I have tried in the past to constrain my big feelings, control them, hide them, disavow or dissimulate about them for someone else's comfort. In doing so I hoped that someday, eventually, that person would understand and appreciate me in my entirety, accept the gift AND its curse.
It was always a lot of work and all that work ever did was trap me: trap me in my own desperate, obsessive yearning, my efforts to shrink myself enough so that someone I wanted to love me could find me merely acceptable, find me large enough for their needs but no larger.
This has never worked, and it has always left me diminished. These days, when I see this happening, I try to stop sooner. I have many kinds of grief already, and that particular kind of grief, when it keeps going, it's like a death every day, as I attempt to murder my self daily in order to be a person that someone else can merely tolerate. (Cue Taylor Swift here).
These days I try to say no right away, as soon as I hear it, that cacophonous salad of words that mean Not Like That, Not Like You, Not So Much, Not So Messy.

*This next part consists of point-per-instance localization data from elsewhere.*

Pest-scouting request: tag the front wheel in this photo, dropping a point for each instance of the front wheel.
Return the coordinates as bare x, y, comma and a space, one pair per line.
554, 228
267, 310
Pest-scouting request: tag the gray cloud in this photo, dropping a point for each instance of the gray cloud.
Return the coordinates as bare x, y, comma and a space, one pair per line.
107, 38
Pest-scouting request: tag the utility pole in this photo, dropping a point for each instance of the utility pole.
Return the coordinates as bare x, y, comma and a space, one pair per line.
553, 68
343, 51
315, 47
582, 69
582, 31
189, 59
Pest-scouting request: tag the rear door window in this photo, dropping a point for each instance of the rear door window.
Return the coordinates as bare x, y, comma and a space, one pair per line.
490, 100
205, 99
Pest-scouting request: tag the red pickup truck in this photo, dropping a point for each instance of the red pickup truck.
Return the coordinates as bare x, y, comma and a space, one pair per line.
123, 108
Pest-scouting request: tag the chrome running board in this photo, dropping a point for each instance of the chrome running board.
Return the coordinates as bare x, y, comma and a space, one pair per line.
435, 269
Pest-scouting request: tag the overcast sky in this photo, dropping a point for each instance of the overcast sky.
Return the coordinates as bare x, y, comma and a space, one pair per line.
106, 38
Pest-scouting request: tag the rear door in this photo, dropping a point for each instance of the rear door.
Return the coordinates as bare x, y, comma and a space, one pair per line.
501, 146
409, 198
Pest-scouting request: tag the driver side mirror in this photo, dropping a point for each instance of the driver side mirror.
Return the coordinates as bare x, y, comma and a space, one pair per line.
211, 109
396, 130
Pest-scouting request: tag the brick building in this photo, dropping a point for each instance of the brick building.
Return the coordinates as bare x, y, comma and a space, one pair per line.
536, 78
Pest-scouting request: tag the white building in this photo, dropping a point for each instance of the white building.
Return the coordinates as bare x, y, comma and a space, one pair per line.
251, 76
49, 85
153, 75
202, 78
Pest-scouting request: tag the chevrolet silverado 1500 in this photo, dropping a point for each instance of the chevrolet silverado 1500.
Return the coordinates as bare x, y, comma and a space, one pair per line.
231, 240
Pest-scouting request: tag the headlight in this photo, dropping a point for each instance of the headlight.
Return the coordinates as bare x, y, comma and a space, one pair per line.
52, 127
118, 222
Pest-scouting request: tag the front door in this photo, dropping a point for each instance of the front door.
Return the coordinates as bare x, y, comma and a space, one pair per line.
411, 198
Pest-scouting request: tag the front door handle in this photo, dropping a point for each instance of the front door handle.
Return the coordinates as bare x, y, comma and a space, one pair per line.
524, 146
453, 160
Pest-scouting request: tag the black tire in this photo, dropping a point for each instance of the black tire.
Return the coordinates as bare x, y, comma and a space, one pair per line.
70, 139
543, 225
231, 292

I'm not a violet wand, folks, I'm a goddamn electrical storm. You can't turn me on and off like a toy, and if you try, I might shock you.
If you, too, are a person with big feelings, I hope that you can also learn this lesson, and learn it sooner than I did, maybe.
It's not stupid to want someone to want the whole you. You didn't fuck things up because you were too much too quickly or at the wrong time or with the wrong words or whatever story you're telling yourself about how you should have been less and you would have been loved more.
I have many people who love me very much who do not need me or want me to be less, even if in particular moments they are not able to stand so close to all of my more. "I can't stand so close to your more right now" they say, but they don't expect me to make my more into less. They don't make me feel like my more is a fault.
I'm not for everyone. I'm not for everyone I wish I was for. I'm very sad when I find that someone I thought I was for, I'm not for, after all. But after all, that's just one more kind of grief, and as I said, I always find grief, and that, in the end, is okay.
This isn't a very original tale, and it's not a very original moral. But it's one I've spent a lot of my life avoiding, because it's hard to be rejected on such a fundamental level. Like many people, I want to believe that everyone will love me if I just try hard enough. It isn't true, and it doesn't have to be.
Grief for people I've loved who haven't loved me back. That is their loss, yes, but it's also mine, and like all my losses, I have a right to feel grief over it. For as long as I want, as long as I need to, as long as I live, which so far has turned out to be the length of time all my griefs last.
One last thought: I was talking to a friend about a grief of mine and she said that she didn't want me to have to feel that grief. That is understandable. I don't want my friends to have to feel grief either.
But I choose this life, I said.
I choose it because anything else would be an amputation.
And I stand here whole in my choices, even when they seem to bring me nothing but grief.
Thanks for reading, and I hope you can find some solace in the solstice.